# Canadian and US Satellite TV in Acapulco



## The Gringo (Jan 6, 2010)

Hi,

I am going down to Acapulco next week for a few weeks and want to be able to watch some hockey and NFL playoff games in English... and preferably in HDTV.

Does anyone know of any hotels in Acapulco that have Canadian or US satellite TV in HD?

Thanks,

The ******


----------



## Acapulco Joe (Oct 23, 2009)

Yes. There is one called Las Torres Gemelas Private Suites (note: there is another hotel just called Las Torres Gemelas, that is a different hotel). It won't let me post the URL but if you Google "Las Torres Gemelas Private Suites" it is the first website that comes up.

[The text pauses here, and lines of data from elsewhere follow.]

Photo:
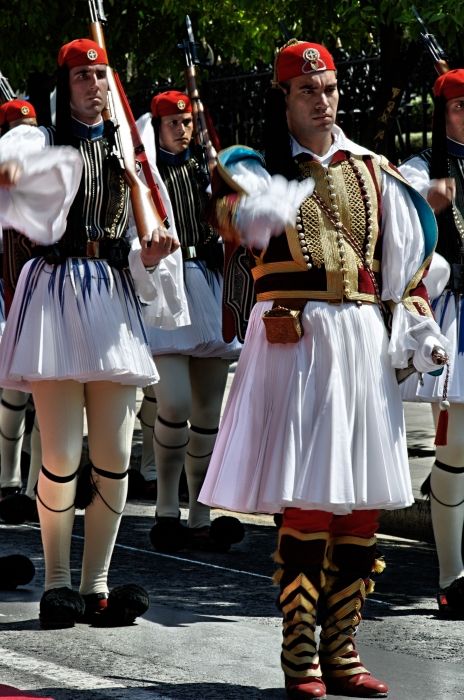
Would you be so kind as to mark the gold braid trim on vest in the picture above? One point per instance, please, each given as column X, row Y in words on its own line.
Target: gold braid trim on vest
column 347, row 187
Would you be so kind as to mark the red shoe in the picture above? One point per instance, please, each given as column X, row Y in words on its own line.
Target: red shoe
column 360, row 685
column 304, row 688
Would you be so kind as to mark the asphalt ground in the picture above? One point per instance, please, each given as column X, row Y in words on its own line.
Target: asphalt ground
column 212, row 630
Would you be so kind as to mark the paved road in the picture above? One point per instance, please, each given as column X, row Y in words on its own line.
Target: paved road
column 212, row 630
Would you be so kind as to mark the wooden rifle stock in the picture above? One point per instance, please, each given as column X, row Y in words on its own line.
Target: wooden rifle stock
column 146, row 216
column 201, row 132
column 6, row 91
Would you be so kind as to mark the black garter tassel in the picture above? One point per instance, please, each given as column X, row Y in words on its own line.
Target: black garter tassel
column 85, row 489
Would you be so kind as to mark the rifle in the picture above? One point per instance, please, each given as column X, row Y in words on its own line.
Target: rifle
column 148, row 213
column 6, row 91
column 200, row 127
column 439, row 56
column 439, row 162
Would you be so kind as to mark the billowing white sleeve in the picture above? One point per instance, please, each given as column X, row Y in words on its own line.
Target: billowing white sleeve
column 403, row 252
column 416, row 171
column 269, row 205
column 38, row 205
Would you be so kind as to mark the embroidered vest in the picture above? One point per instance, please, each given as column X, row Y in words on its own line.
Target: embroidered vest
column 316, row 259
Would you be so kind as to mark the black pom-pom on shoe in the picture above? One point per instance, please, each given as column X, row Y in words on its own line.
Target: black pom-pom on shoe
column 15, row 570
column 60, row 608
column 227, row 529
column 217, row 537
column 17, row 509
column 123, row 606
column 169, row 535
column 426, row 488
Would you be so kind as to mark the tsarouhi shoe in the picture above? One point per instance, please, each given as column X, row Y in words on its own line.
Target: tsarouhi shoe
column 118, row 609
column 217, row 537
column 15, row 570
column 60, row 608
column 304, row 688
column 360, row 685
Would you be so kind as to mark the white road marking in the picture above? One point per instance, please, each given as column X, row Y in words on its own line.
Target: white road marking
column 66, row 678
column 175, row 558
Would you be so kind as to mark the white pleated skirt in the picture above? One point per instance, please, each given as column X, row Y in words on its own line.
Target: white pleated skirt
column 314, row 425
column 449, row 314
column 79, row 320
column 203, row 337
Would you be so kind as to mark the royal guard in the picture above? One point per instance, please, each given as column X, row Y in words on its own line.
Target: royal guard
column 313, row 428
column 438, row 174
column 193, row 361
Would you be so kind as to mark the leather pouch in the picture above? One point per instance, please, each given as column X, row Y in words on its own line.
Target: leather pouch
column 283, row 325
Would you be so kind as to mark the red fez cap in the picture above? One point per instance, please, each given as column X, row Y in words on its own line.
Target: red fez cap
column 450, row 84
column 82, row 52
column 302, row 58
column 170, row 102
column 16, row 109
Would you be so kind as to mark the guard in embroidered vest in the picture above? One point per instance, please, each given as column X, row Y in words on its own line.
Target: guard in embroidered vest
column 76, row 306
column 313, row 429
column 438, row 174
column 16, row 408
column 180, row 418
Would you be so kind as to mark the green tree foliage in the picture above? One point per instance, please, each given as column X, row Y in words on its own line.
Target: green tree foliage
column 142, row 35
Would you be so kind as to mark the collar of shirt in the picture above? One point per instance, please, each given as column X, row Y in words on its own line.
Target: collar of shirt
column 90, row 132
column 455, row 148
column 339, row 143
column 169, row 158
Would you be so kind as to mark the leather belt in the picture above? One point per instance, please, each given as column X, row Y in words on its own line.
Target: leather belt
column 189, row 252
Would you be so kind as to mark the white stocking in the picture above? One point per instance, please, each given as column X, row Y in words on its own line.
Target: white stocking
column 447, row 499
column 12, row 425
column 36, row 460
column 59, row 407
column 147, row 417
column 110, row 411
column 173, row 395
column 208, row 379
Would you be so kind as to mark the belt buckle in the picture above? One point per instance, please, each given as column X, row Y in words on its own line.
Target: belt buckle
column 190, row 252
column 93, row 249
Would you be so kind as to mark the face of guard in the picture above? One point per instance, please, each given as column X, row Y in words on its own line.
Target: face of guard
column 455, row 118
column 88, row 87
column 175, row 133
column 29, row 121
column 312, row 102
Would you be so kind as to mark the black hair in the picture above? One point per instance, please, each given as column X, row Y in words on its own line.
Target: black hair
column 277, row 147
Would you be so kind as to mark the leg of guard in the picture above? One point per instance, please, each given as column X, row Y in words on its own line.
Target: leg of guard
column 55, row 504
column 12, row 426
column 59, row 407
column 447, row 507
column 147, row 416
column 110, row 416
column 174, row 397
column 208, row 379
column 199, row 451
column 36, row 461
column 102, row 519
column 301, row 556
column 352, row 559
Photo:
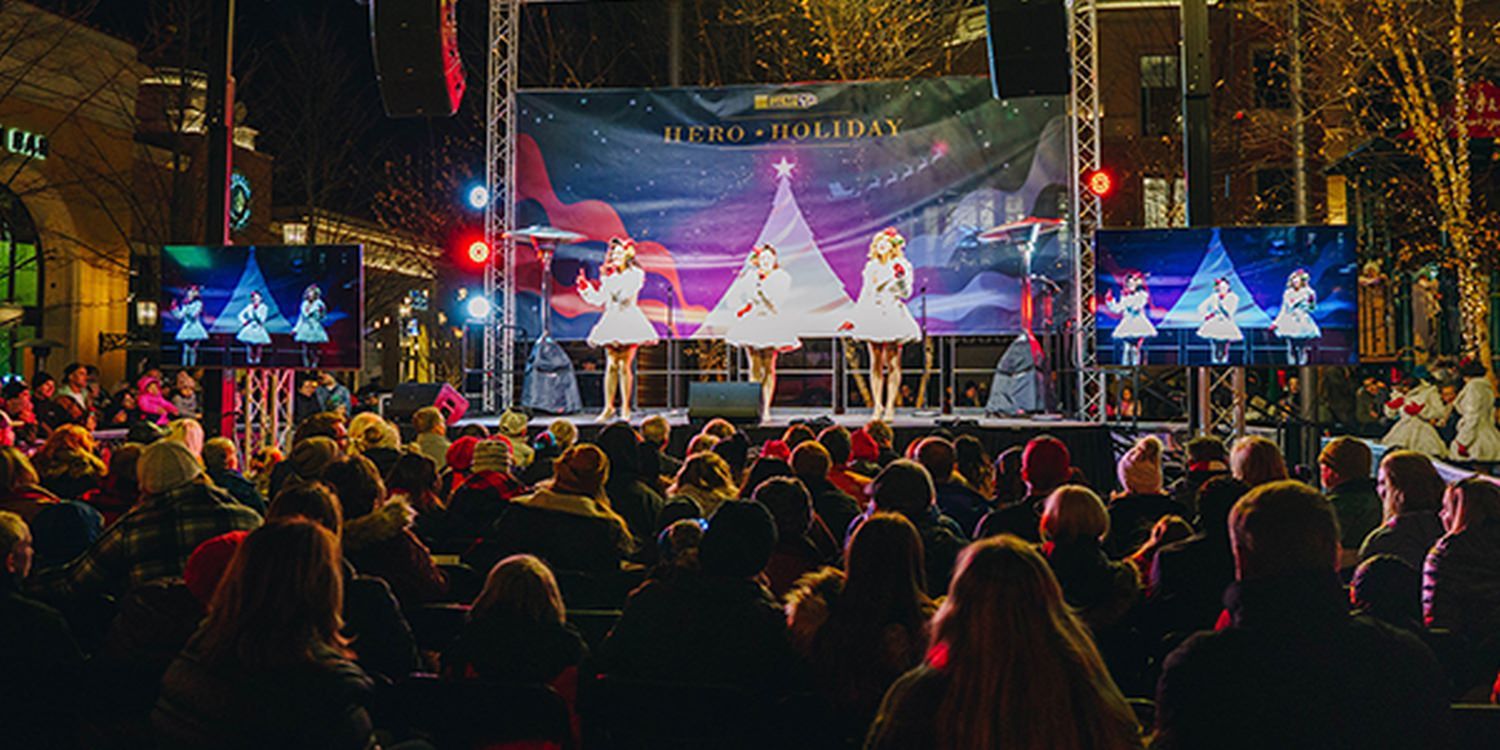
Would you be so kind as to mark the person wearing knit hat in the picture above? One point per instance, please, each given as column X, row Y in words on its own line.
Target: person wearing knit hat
column 485, row 494
column 1142, row 501
column 677, row 629
column 569, row 521
column 513, row 425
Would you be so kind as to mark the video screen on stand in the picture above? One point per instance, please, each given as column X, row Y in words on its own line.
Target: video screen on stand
column 1227, row 296
column 296, row 306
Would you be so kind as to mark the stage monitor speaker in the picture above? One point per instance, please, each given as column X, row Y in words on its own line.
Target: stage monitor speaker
column 417, row 60
column 411, row 396
column 1028, row 48
column 731, row 401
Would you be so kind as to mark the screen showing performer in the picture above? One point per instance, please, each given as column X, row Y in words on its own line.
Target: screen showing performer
column 1278, row 296
column 263, row 306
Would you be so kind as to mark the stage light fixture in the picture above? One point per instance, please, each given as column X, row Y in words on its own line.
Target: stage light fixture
column 1100, row 183
column 479, row 252
column 477, row 197
column 477, row 308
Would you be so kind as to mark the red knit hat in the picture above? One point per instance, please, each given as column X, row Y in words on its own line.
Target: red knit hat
column 461, row 453
column 209, row 561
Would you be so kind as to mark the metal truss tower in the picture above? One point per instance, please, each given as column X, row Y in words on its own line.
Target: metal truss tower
column 500, row 212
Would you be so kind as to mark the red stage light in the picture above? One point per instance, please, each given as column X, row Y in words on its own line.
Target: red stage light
column 479, row 252
column 1100, row 183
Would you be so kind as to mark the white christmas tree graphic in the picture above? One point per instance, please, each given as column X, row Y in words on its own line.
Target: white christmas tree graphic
column 818, row 300
column 251, row 279
column 1215, row 266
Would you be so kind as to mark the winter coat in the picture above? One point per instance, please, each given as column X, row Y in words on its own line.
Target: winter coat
column 230, row 705
column 1295, row 669
column 1461, row 582
column 381, row 543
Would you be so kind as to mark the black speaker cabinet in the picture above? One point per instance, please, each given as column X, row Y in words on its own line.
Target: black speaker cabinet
column 417, row 60
column 731, row 401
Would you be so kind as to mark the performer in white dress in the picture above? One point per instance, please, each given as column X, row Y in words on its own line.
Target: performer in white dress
column 1295, row 320
column 881, row 318
column 623, row 327
column 1478, row 438
column 759, row 326
column 1218, row 320
column 1418, row 407
column 191, row 333
column 252, row 329
column 309, row 330
column 1134, row 326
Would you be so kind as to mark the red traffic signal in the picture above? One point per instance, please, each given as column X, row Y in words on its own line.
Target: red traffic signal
column 1098, row 182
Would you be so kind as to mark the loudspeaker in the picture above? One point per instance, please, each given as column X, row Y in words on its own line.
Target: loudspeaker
column 411, row 396
column 1028, row 48
column 731, row 401
column 417, row 60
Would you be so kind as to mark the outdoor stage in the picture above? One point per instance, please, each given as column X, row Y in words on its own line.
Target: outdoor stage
column 1089, row 443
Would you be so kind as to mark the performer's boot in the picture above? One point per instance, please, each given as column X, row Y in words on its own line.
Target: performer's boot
column 611, row 386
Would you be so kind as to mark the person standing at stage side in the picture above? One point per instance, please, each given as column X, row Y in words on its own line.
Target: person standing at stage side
column 623, row 327
column 882, row 320
column 252, row 329
column 1134, row 326
column 191, row 333
column 309, row 324
column 1218, row 320
column 759, row 327
column 1295, row 320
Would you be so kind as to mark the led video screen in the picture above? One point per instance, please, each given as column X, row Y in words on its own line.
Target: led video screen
column 263, row 306
column 1227, row 296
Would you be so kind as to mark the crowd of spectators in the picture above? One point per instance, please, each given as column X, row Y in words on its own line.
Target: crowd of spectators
column 857, row 588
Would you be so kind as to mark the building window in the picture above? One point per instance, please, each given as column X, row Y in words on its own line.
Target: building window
column 1274, row 200
column 1272, row 78
column 1160, row 95
column 1163, row 203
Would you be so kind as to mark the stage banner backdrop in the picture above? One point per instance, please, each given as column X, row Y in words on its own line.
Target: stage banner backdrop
column 701, row 176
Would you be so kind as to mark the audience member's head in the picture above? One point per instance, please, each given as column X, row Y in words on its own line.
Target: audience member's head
column 188, row 432
column 738, row 542
column 798, row 434
column 1257, row 461
column 1139, row 470
column 519, row 588
column 1046, row 465
column 903, row 486
column 656, row 429
column 357, row 485
column 1206, row 452
column 311, row 500
column 581, row 470
column 762, row 470
column 836, row 440
column 1470, row 503
column 207, row 564
column 429, row 420
column 1073, row 513
column 15, row 546
column 1343, row 459
column 1283, row 528
column 1407, row 483
column 789, row 504
column 167, row 465
column 1389, row 588
column 492, row 455
column 938, row 456
column 219, row 455
column 1011, row 647
column 279, row 602
column 810, row 462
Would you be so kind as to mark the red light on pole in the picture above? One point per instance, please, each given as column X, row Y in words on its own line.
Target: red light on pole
column 479, row 252
column 1100, row 183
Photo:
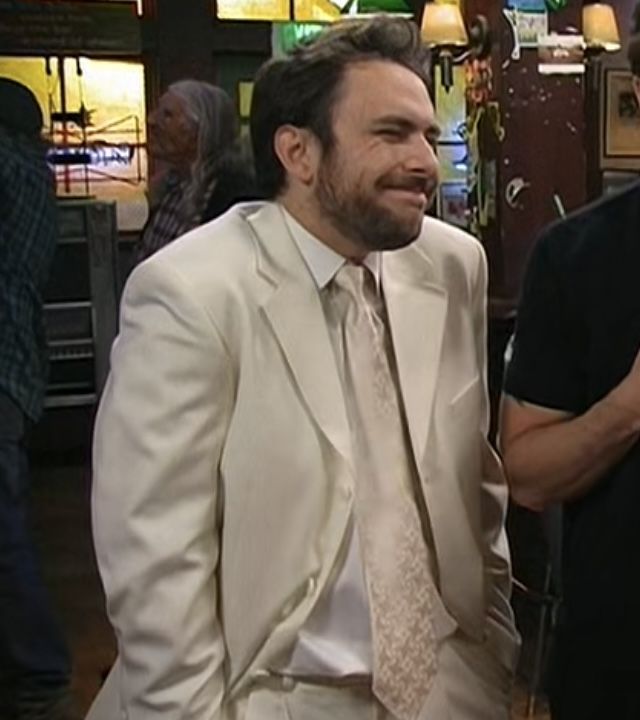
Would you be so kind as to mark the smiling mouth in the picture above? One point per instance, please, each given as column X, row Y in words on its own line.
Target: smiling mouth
column 418, row 196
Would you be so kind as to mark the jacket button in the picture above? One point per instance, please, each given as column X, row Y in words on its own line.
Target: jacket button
column 312, row 583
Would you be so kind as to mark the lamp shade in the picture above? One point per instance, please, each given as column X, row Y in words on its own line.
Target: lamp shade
column 442, row 25
column 600, row 28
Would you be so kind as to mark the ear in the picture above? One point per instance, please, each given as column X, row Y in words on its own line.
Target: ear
column 298, row 151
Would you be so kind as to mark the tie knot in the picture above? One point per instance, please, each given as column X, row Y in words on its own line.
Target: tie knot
column 357, row 281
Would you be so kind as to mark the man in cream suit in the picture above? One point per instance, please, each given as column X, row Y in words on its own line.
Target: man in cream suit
column 296, row 512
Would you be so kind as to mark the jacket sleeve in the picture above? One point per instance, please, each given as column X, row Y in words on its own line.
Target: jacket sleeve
column 158, row 439
column 494, row 494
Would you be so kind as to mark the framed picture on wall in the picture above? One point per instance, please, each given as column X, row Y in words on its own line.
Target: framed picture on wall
column 453, row 203
column 620, row 122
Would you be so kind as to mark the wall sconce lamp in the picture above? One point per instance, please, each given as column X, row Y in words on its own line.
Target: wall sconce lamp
column 600, row 29
column 444, row 32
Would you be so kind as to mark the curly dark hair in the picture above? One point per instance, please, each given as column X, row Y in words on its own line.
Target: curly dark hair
column 302, row 88
column 634, row 42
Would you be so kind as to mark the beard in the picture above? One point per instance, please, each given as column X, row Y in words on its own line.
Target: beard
column 355, row 213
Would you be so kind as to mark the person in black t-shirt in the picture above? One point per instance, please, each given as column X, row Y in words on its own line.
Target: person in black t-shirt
column 570, row 430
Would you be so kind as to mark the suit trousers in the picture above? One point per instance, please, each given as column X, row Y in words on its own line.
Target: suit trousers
column 471, row 684
column 34, row 662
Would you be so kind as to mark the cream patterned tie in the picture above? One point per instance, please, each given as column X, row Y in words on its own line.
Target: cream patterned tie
column 399, row 584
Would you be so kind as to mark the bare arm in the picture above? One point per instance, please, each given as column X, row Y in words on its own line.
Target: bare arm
column 552, row 456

I stayed there before and it is great... all the rooms have flat screen LCD TVs and they get all the Canadian and US HDTV channels. I watched a lot of hockey on CBC and TSN in HD and other US sports on NBC, ABC, CBS and more.

Its not that expensive either for what you get.





The ****** said:


> Hi,
> 
> I am going down to Acapulco next week for a few weeks and want to be able to watch some hockey and NFL playoff games in English... and preferably in HDTV.
> 
> ...


----------



## gypsywifey (Apr 23, 2010)

Hey Acapulco Joe, 

We are going to Acapulco in February. We are staying at Alba Suites on Caleta Beach. We have been several times to that area but not for quite a while. How is the safety issue? There are 8 of us going including my elderly parents.


----------



## telcoman (Feb 11, 2010)

If the hotel has satellite TV it would likely be Shaw as US satellite services do not work that well that far south. Chances are it will be SKY which is largely Spanish.

Asfor the other question re safety I would nto be concerned at all, unless you are intending to pub crawl with them or try to buy and sell drugs..


----------